You’ve been on tour for the last six or so months after the release of your most recent album. Tonight, you’re performing your last show in your hometown, Yokohama City.
Dazai and Chuuya knew you were on tour. It was a little impossible to miss, considering your face seems to be plastered everywhere on the internet, every magazine. The second your voice plays on the radio it’s switched off.
You, Chuuya and Dazai have been broken up for about a year and a half. Chuuya and Dazai were in a musical duo, but amicably split at eighteen to work on solo projects. It was at an award’s show that you all initially met each other. At the time, being in the public eye was new to you, but not to them.
Still, your breakup was a classic story. With the paparazzi breathing down your necks, ready to misconstrue any one move, it became harder to function in your relationship. Chuuya and Dazai remained close after the breakup and even though you distanced yourself, it still hurt. After some petty tweets in the first month after the breakup, you were all banned by your PR managers from talking about each other.
Dazai had the grand—terrible, according to Chuuya—to attend your last show.

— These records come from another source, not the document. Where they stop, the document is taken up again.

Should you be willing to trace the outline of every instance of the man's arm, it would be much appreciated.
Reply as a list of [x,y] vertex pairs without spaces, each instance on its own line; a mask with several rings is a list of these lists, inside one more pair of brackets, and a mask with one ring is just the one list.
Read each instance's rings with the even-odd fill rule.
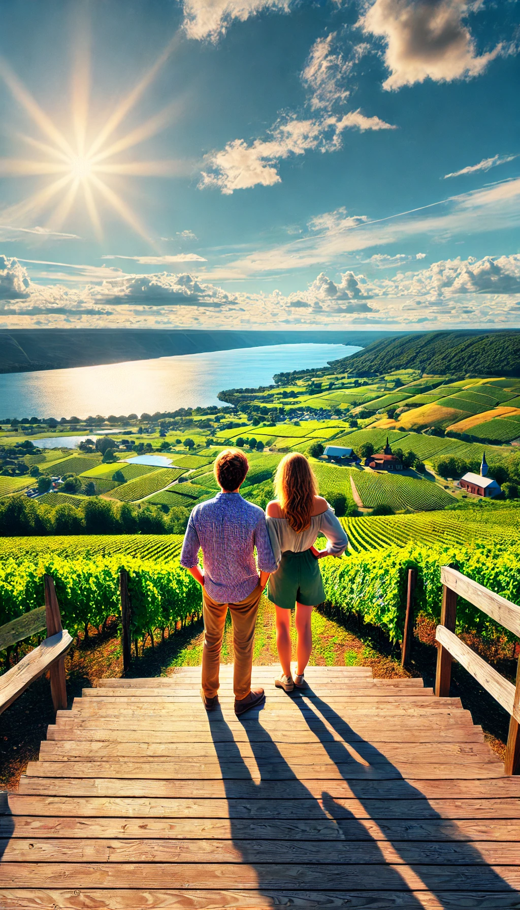
[[200,567],[197,565],[197,566],[186,566],[185,568],[186,568],[187,571],[189,572],[190,575],[193,575],[193,578],[195,579],[195,581],[199,581],[199,584],[200,585],[200,587],[203,588],[204,587],[204,575],[200,571]]
[[197,528],[195,527],[193,512],[191,512],[188,522],[188,528],[186,529],[186,533],[184,535],[179,561],[184,569],[188,569],[188,571],[193,576],[195,581],[204,587],[204,575],[200,571],[199,566],[199,550],[200,541],[199,539],[199,534],[197,533]]
[[263,590],[268,582],[270,573],[276,571],[278,569],[272,547],[270,545],[265,515],[263,514],[260,516],[260,520],[255,529],[255,545],[257,548],[260,570],[260,588]]

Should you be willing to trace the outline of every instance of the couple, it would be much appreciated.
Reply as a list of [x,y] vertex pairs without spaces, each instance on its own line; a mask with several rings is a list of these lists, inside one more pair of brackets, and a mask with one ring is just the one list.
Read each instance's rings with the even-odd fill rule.
[[[219,667],[228,610],[233,623],[235,713],[260,704],[263,689],[251,690],[255,622],[260,599],[268,584],[268,598],[276,609],[276,644],[281,674],[275,685],[291,692],[303,688],[303,673],[312,649],[311,613],[325,600],[318,561],[342,556],[348,539],[329,503],[317,495],[316,478],[299,452],[286,455],[278,466],[277,500],[266,512],[240,496],[249,470],[241,451],[220,452],[214,474],[220,492],[196,506],[186,531],[180,564],[202,587],[204,647],[202,689],[207,711],[219,703]],[[320,534],[326,550],[314,547]],[[254,549],[258,557],[258,571]],[[204,569],[199,566],[202,550]],[[291,611],[296,607],[297,668],[291,672]]]

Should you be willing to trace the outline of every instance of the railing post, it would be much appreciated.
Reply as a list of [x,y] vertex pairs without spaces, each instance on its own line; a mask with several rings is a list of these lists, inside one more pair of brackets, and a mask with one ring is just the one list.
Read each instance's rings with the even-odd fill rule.
[[[44,575],[44,588],[46,592],[46,622],[47,627],[47,638],[56,635],[58,632],[63,632],[61,625],[61,615],[59,604],[56,596],[56,588],[52,575]],[[64,711],[66,708],[66,679],[65,675],[65,657],[60,657],[56,663],[49,668],[51,683],[51,696],[55,712]]]
[[122,648],[123,648],[123,676],[126,676],[132,660],[131,640],[130,640],[130,619],[131,606],[130,596],[128,594],[128,573],[126,569],[121,569],[119,575],[119,594],[121,597],[121,626],[122,626]]
[[[516,688],[515,690],[515,712],[520,713],[520,657],[516,666]],[[505,747],[504,771],[506,774],[520,774],[520,723],[512,715],[509,721],[509,735]]]
[[[457,595],[454,591],[443,585],[443,609],[441,625],[454,632],[457,619]],[[439,644],[437,651],[437,672],[435,674],[435,695],[445,697],[450,694],[452,678],[452,655],[446,648]]]
[[406,592],[406,616],[404,617],[404,632],[403,633],[403,645],[401,649],[401,666],[404,667],[410,662],[410,652],[412,650],[412,633],[413,632],[413,592],[415,591],[415,581],[417,571],[408,570],[408,590]]

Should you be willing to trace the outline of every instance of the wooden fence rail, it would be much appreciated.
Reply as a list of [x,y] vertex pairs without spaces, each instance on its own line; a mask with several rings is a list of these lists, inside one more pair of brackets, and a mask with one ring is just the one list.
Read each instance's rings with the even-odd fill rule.
[[435,632],[438,642],[435,695],[450,693],[452,659],[474,677],[481,686],[511,715],[509,735],[505,750],[505,770],[506,774],[520,774],[520,658],[516,668],[516,684],[514,685],[490,667],[478,654],[468,648],[455,635],[457,597],[464,597],[483,612],[505,626],[515,635],[520,636],[520,607],[500,594],[488,591],[477,581],[463,575],[452,566],[443,566],[443,608],[441,622]]

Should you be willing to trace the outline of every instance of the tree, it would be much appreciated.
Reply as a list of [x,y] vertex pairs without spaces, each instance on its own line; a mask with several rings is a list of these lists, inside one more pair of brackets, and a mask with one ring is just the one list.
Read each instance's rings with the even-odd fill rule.
[[38,493],[47,493],[50,490],[52,480],[46,474],[38,477]]
[[370,458],[371,455],[373,455],[373,446],[372,442],[363,442],[360,448],[360,457]]
[[108,449],[114,449],[116,445],[115,440],[111,440],[109,436],[102,436],[100,439],[96,440],[96,451],[101,452],[104,455]]
[[85,531],[82,516],[69,502],[57,506],[54,510],[53,518],[55,534],[81,534]]
[[347,498],[344,493],[332,493],[331,496],[331,505],[337,518],[342,518],[347,507]]
[[78,493],[81,490],[81,480],[76,474],[73,474],[72,477],[67,477],[61,489],[64,493]]
[[325,450],[321,442],[313,442],[311,446],[309,446],[308,451],[312,458],[320,458]]
[[[495,478],[496,480],[496,478]],[[506,500],[518,499],[518,487],[515,483],[505,482],[502,485],[502,492]]]

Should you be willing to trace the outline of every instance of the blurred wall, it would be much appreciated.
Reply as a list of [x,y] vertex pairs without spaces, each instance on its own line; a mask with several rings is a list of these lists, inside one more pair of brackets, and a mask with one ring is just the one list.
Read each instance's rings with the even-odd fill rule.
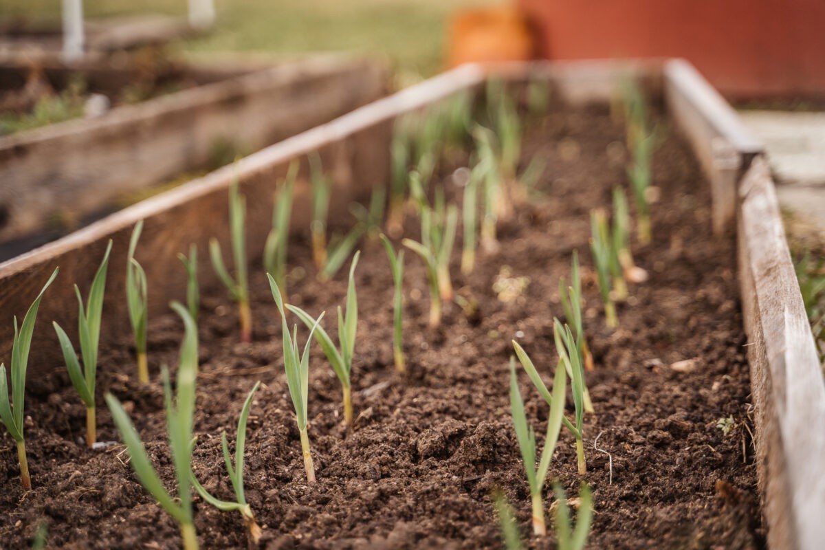
[[825,0],[518,0],[553,59],[684,57],[731,96],[825,95]]

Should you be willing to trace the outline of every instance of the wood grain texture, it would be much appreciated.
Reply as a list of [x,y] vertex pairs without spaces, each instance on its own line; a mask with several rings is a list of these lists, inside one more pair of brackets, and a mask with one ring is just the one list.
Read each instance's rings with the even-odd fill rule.
[[762,145],[687,62],[665,63],[664,94],[676,128],[687,138],[710,181],[714,231],[731,230],[736,220],[737,182]]
[[739,278],[768,545],[813,550],[825,540],[825,383],[761,156],[738,195]]
[[[348,220],[347,208],[351,201],[366,200],[373,187],[389,182],[387,144],[390,142],[395,117],[478,84],[483,79],[483,74],[477,68],[458,69],[449,76],[432,79],[356,109],[332,122],[285,139],[232,166],[144,200],[42,248],[0,264],[0,311],[4,315],[0,320],[0,357],[8,357],[11,352],[12,316],[25,313],[45,280],[44,274],[48,277],[54,267],[59,266],[60,275],[40,305],[29,367],[31,377],[36,383],[39,371],[49,368],[48,365],[60,364],[57,341],[54,331],[49,330],[48,322],[55,320],[64,327],[76,322],[77,304],[72,284],[77,283],[83,292],[87,291],[110,238],[113,239],[114,246],[104,305],[106,323],[101,338],[101,341],[128,346],[130,327],[125,300],[125,255],[131,229],[139,219],[144,220],[144,227],[135,256],[146,270],[150,323],[153,317],[167,310],[170,300],[183,299],[186,275],[176,256],[179,251],[187,251],[190,244],[196,244],[200,251],[198,275],[201,288],[208,289],[219,284],[209,264],[207,246],[209,239],[215,237],[229,258],[228,192],[235,180],[239,181],[241,191],[247,197],[247,251],[252,269],[260,268],[262,251],[271,228],[277,181],[285,175],[291,160],[301,160],[292,226],[309,225],[306,155],[313,152],[320,153],[325,171],[333,177],[331,223]],[[366,81],[367,77],[362,75],[361,80]],[[378,96],[379,91],[373,89],[371,93]],[[311,102],[311,98],[307,101]],[[275,118],[283,115],[262,112],[271,113]],[[305,118],[302,120],[308,122]]]
[[323,57],[0,139],[0,242],[197,168],[216,143],[274,143],[375,99],[384,86],[373,63]]

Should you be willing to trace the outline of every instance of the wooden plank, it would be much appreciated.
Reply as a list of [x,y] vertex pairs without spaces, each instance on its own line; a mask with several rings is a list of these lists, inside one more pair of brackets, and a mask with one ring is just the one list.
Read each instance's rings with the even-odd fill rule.
[[825,383],[771,172],[754,158],[739,189],[739,277],[771,548],[825,540]]
[[0,139],[0,242],[201,167],[218,143],[242,151],[276,143],[375,99],[384,86],[374,63],[328,56]]
[[[72,284],[86,292],[108,239],[114,241],[104,306],[107,322],[104,341],[128,346],[130,327],[125,313],[125,268],[129,236],[134,224],[144,219],[136,254],[148,280],[150,317],[165,311],[169,300],[185,296],[186,277],[176,258],[191,243],[198,246],[199,278],[204,289],[217,284],[209,265],[207,243],[215,237],[229,251],[228,190],[236,179],[247,196],[248,253],[258,261],[271,227],[273,194],[290,160],[304,162],[296,186],[292,216],[294,227],[307,227],[309,219],[307,153],[318,151],[333,176],[331,219],[348,219],[354,200],[365,200],[370,190],[389,181],[392,122],[400,113],[419,109],[456,91],[478,84],[483,73],[474,67],[452,73],[356,109],[336,120],[317,126],[241,159],[202,178],[117,212],[40,249],[0,264],[0,357],[11,350],[12,315],[22,316],[28,303],[56,266],[61,270],[40,305],[31,372],[34,383],[44,365],[59,364],[59,347],[48,322],[64,326],[76,322],[77,303]],[[312,101],[313,98],[307,99]],[[341,105],[342,103],[338,102]],[[262,110],[278,117],[271,110]],[[295,113],[294,113],[295,114]],[[302,115],[303,117],[303,115]],[[262,116],[262,118],[266,118]],[[305,122],[305,118],[302,118]],[[56,361],[56,363],[55,363]]]
[[714,231],[731,230],[736,219],[737,181],[762,145],[686,61],[665,63],[664,94],[676,128],[686,136],[710,181]]

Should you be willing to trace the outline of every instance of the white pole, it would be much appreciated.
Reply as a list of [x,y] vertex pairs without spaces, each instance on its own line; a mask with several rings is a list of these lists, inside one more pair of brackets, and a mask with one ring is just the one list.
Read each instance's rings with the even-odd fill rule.
[[204,30],[214,22],[214,0],[189,0],[189,25]]
[[77,61],[83,56],[82,0],[63,0],[63,59]]

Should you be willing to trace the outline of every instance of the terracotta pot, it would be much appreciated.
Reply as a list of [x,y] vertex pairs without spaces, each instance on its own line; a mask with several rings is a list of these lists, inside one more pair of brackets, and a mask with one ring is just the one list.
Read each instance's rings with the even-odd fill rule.
[[825,94],[822,0],[519,0],[553,59],[684,57],[728,96]]
[[525,61],[535,54],[532,33],[520,11],[497,6],[460,12],[450,21],[447,66]]

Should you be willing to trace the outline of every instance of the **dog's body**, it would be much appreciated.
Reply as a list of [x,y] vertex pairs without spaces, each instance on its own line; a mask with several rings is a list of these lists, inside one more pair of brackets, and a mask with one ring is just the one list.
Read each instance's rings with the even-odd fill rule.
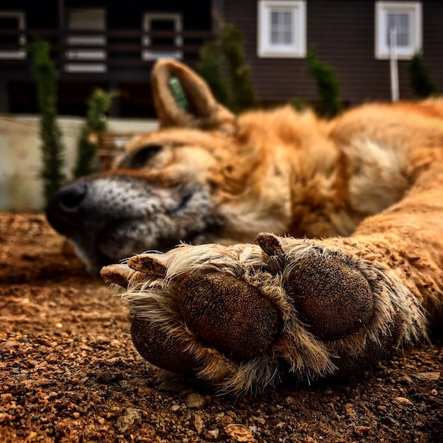
[[[443,304],[443,100],[236,117],[183,65],[153,75],[163,128],[48,208],[91,271],[217,243],[103,270],[128,287],[144,357],[244,392],[285,370],[355,372],[426,336],[425,311],[441,318]],[[236,245],[260,232],[294,238]]]

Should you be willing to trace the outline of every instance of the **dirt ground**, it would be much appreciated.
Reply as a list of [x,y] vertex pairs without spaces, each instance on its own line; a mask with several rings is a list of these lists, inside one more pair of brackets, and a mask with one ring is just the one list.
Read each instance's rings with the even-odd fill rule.
[[43,216],[0,214],[1,442],[443,441],[443,339],[337,384],[234,401],[159,382],[126,309]]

“Chuuya doesn’t understand that we’re just being nice and supporting our ex.” Dazai had declared. He’s in a mood to stir the pot and convinces Chuuya that nobody, especially you, would even know that they were there; and so VIP tickets were purchased.
Chuuya can blame Dazai and be irritated all he likes, but he knows deep down that he does want to see you. He knows that Dazai’s trouble-inducing actions are really just a reflection that he misses you, too—and this is all they can really do about it.
So, here they are, up in a VIP booth within the stadium. They’re going into this with zero preparation, neither of them listened to your album. They avoided it like the plague where they could, secretly scared wondering if you had written about them, the relationship. Now, they wait as the openers play their set.